There is climate change going on. And some of it is attributable to increasing levels of Carbon dioxide (CO2). 

It is uncontroversial and quite politically convenient to say that — despite Al Gore’s infamous propaganda positing climate change dogma as An Inconvenient Truth. The worldwide “green” movement to “fight climate change” has been supported by trillions of tax dollars and the eager, lip-smacking glee of major media mavens as they trot out story after improbable story, linking every storm, warm spell, cold spell, and summer ice melt to “man-made global warming.”

But there is no real “settled science” as non-scientists like to term the case for anthropogenic global warming, because there are

  1. troubles with the temperature data
  2. difficulties separating weather events from climatic trends
  3. problems identifying CO2 level variations as the cause of climate change rather than as a result,
  4. a certain amount of dunderheadedness using a statistical construct of “average global temperature” to track actual trends, and 

so much more. But we do know about one extremely positive effect of increasing atmospheric carbon: it makes the deserts bloom.

Or, at least, greener.

Six years ago a study of satellite data concluded that arid regions have gone greener.

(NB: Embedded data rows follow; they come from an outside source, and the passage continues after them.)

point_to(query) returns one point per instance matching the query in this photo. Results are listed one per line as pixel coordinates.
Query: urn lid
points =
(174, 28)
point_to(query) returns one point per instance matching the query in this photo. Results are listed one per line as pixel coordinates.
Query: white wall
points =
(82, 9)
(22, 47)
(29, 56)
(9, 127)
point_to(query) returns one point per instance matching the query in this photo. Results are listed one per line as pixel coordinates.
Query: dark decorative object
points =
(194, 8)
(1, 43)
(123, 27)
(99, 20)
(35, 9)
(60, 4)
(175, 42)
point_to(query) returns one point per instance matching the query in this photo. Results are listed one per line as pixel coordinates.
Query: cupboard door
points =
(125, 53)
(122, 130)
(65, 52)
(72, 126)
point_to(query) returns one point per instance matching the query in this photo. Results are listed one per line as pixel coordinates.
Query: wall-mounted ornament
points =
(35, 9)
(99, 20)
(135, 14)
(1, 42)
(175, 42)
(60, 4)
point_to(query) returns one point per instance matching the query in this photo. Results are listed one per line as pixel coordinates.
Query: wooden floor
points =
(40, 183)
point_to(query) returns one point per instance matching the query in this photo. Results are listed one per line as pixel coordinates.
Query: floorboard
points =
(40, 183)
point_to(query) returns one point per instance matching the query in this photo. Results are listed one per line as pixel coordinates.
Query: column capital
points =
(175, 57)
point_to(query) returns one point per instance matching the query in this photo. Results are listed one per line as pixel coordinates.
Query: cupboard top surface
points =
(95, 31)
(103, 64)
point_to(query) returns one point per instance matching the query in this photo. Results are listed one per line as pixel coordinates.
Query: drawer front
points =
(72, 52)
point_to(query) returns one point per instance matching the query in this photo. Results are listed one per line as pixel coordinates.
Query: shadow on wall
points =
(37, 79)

Increased atmospheric CO2 levels makes photosynthesis more efficient, allowing plants to use less water, thereby creating more leaves.

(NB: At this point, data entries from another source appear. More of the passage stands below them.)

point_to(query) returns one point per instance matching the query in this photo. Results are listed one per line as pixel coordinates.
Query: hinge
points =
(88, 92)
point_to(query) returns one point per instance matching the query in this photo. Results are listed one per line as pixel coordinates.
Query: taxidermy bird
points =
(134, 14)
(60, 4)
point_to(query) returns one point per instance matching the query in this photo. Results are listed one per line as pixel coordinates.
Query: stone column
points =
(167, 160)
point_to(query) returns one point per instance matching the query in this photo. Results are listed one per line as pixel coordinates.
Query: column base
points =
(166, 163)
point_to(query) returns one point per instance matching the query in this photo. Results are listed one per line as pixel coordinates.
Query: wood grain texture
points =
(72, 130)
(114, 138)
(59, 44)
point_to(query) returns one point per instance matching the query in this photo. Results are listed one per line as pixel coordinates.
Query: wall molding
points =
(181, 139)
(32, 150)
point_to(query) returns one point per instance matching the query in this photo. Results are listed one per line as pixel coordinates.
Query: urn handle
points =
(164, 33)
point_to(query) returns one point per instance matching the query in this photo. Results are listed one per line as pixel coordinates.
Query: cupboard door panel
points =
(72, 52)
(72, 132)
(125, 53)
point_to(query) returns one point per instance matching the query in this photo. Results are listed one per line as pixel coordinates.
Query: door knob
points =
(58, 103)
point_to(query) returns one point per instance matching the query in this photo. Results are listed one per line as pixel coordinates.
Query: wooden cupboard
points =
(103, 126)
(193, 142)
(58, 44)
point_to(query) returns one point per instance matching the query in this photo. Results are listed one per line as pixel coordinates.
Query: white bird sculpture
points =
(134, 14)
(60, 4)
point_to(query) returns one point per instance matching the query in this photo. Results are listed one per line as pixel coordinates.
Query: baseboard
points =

Earlier this year, however, Forbes reported that a NASA study had just demonstrated that expanded agriculture and silviculture in India and China were responsible for most of that greening — but if you compare the Forbes article with the original paper, the CO2 contribution persists. 

Atmospheric carbon is plant food, so to speak, and without it, life on the planet would die.

An awkward truth?

This is Common Sense. I’m Paul Jacob.